それを見たカメ子は、大きく肩を落としてため息をつき、観念した。
『ふぅ、しょうがない。それじゃ、「子」の字を取って椛っていうのならいいよ』
「ホント?それじゃ今日からカメ子のことは、椛(もみじ)って呼ぶね」
『だから、このコは…』
翌日。ひびきの高校の文化祭前日。
「ただいま」
覇気のない声のまま帰宅してきた楓子の足取りは重かった。カレに会いに行くべきか、それとも
このまま思いとどまるべきか、未だに決心がつかないでいた。会いに行くのであれば早急に
結論を出さなければならない。特急電車を使えば、明日の朝一番で行っても間に合うのだが、
年頃の女の子のこと。いろいろと準備もある。
楓子は、授業中もずっとこの事を考えていたが、考えるほどに胸の奥のわだかまりに悩んでいた。

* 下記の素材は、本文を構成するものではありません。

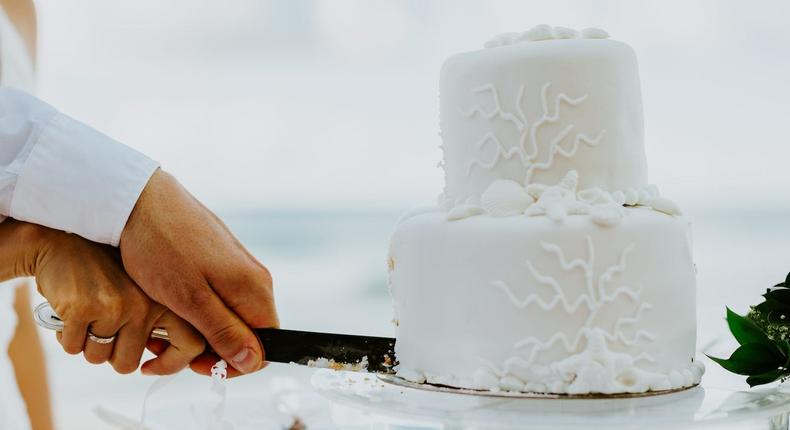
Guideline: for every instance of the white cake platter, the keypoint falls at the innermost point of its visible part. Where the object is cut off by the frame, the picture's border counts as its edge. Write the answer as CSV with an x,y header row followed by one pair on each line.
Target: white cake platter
x,y
392,403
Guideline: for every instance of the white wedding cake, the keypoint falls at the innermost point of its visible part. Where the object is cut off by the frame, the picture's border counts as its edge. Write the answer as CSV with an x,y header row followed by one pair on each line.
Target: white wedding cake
x,y
549,264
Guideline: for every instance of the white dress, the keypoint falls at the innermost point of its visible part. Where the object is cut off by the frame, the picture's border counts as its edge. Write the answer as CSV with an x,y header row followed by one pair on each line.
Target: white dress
x,y
16,69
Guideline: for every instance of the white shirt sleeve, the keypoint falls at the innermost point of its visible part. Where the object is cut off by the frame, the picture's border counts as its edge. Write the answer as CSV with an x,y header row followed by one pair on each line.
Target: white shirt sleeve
x,y
60,173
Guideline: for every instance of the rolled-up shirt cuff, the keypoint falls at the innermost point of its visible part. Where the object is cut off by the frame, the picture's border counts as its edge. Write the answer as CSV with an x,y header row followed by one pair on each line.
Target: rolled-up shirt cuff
x,y
80,181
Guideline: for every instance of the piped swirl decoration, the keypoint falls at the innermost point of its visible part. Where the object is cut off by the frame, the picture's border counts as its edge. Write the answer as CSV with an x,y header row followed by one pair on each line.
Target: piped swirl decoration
x,y
527,149
545,32
591,365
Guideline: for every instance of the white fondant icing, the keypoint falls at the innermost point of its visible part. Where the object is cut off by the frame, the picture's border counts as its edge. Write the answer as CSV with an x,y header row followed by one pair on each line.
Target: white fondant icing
x,y
505,198
664,205
463,211
530,112
594,33
528,147
545,32
543,158
554,292
565,33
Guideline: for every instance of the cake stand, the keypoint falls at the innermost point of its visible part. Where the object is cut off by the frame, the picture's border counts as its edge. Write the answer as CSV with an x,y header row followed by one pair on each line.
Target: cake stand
x,y
399,404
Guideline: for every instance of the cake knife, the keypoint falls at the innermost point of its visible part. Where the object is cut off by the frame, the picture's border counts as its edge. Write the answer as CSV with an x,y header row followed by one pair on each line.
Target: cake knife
x,y
344,351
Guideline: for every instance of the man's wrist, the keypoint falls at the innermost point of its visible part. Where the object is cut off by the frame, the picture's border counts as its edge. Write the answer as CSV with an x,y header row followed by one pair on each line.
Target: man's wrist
x,y
32,240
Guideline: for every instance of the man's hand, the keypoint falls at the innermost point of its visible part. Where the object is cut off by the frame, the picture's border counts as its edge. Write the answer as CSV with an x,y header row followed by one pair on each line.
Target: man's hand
x,y
185,258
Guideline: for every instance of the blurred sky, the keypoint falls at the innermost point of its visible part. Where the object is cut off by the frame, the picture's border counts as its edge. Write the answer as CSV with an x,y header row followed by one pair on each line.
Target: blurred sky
x,y
259,104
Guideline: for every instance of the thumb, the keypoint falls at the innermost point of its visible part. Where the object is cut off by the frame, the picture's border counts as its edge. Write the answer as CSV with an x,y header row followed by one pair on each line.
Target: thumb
x,y
227,334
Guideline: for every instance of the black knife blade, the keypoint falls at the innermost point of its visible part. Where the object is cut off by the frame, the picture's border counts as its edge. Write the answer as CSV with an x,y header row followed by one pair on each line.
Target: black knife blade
x,y
293,346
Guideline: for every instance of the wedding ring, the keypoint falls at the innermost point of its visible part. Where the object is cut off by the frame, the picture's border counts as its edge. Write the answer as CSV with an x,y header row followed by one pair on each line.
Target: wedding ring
x,y
100,340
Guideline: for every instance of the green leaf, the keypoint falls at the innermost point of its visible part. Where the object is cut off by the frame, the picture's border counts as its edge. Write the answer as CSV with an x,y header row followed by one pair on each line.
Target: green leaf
x,y
752,359
765,378
781,295
745,330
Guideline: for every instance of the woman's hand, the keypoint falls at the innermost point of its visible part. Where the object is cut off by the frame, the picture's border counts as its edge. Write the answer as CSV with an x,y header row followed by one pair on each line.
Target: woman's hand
x,y
88,288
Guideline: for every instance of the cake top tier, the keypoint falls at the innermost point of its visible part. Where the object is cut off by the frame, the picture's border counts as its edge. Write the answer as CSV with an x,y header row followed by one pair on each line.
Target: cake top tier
x,y
533,106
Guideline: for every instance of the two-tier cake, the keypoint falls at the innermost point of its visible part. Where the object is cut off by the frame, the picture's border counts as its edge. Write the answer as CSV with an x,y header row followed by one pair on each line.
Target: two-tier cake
x,y
549,263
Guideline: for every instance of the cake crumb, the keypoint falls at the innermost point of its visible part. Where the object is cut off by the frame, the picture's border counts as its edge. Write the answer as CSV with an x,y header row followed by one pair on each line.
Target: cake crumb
x,y
324,363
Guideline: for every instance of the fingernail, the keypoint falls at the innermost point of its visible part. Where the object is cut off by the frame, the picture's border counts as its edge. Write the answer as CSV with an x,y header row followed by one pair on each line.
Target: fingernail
x,y
245,361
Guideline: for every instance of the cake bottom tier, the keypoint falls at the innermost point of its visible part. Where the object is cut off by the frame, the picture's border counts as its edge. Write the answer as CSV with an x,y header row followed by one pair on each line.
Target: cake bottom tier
x,y
530,304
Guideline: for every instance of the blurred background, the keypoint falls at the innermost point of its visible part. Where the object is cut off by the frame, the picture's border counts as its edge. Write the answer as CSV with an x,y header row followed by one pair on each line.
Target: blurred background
x,y
309,126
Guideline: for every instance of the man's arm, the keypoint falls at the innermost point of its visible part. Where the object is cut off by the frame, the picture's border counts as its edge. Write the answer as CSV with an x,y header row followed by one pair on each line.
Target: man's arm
x,y
60,173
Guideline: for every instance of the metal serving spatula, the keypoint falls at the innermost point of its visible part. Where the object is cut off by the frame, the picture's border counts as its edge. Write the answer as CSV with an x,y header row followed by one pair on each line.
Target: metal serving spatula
x,y
292,346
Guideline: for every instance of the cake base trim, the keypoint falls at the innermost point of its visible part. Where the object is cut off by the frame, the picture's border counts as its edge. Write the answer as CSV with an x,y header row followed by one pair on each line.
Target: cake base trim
x,y
426,386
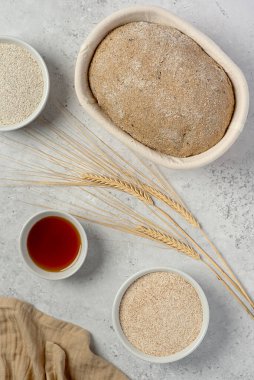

家に着くと、そのまま自分の部屋に直行し、椛がいないか探した。もちろん、周りなどほとんど
見えていない状態だったから、リビングに書き置きがあるなんてことにも気付かない。
「椛ぃ…って、あれ?」
出かけたのであろうか、夕べ貸したパジャマがきちんとたたまれて部屋のテーブルの上に置いてあり
クロゼットの中は、楓子の服がいくつか引っ張り出されたままになっていた。楓子は、心配になり
そのまま椛を探しに行こうとも思ったが、行き先もわからず無闇に探しても徒労に終わるのは目に
見えていたので、とりあえず散らかった服を片付けることにした。
そのうちに、玄関の扉が閉まる音がして、椛が部屋に入ってきた。
『あぁ、楓子。おかえり』
「あぁ、楓子…じゃないよ。どこ行ってたの?誰かに見られたら大変な事になるじゃない」
『そんなヘマはしないわよ。リビングの書き置き見なかったの?』
「そんなのあったんだ。気付かなかった」
『お母さん、弟達を連れて出かけたみたいよ。それも1泊旅行みたい。そんなことよりも…
はい、コレ。私からのプレゼント…かな』
「ぷれぜんと?…って、そんなもの買うお金、どうしたの?」
とーぜんの疑問である。小遣いは楓子が貰ってる訳だし、ヒトの姿になったばかりの椛に
何かを買うお金の当てがある筈もない。
『あはは…それね。あそこからチョロっと拝借したの。はい、コレお釣り』
と言って、椛が指差した先はごみ箱。中には、原形をとどめていない陶器の欠片が捨てられていた。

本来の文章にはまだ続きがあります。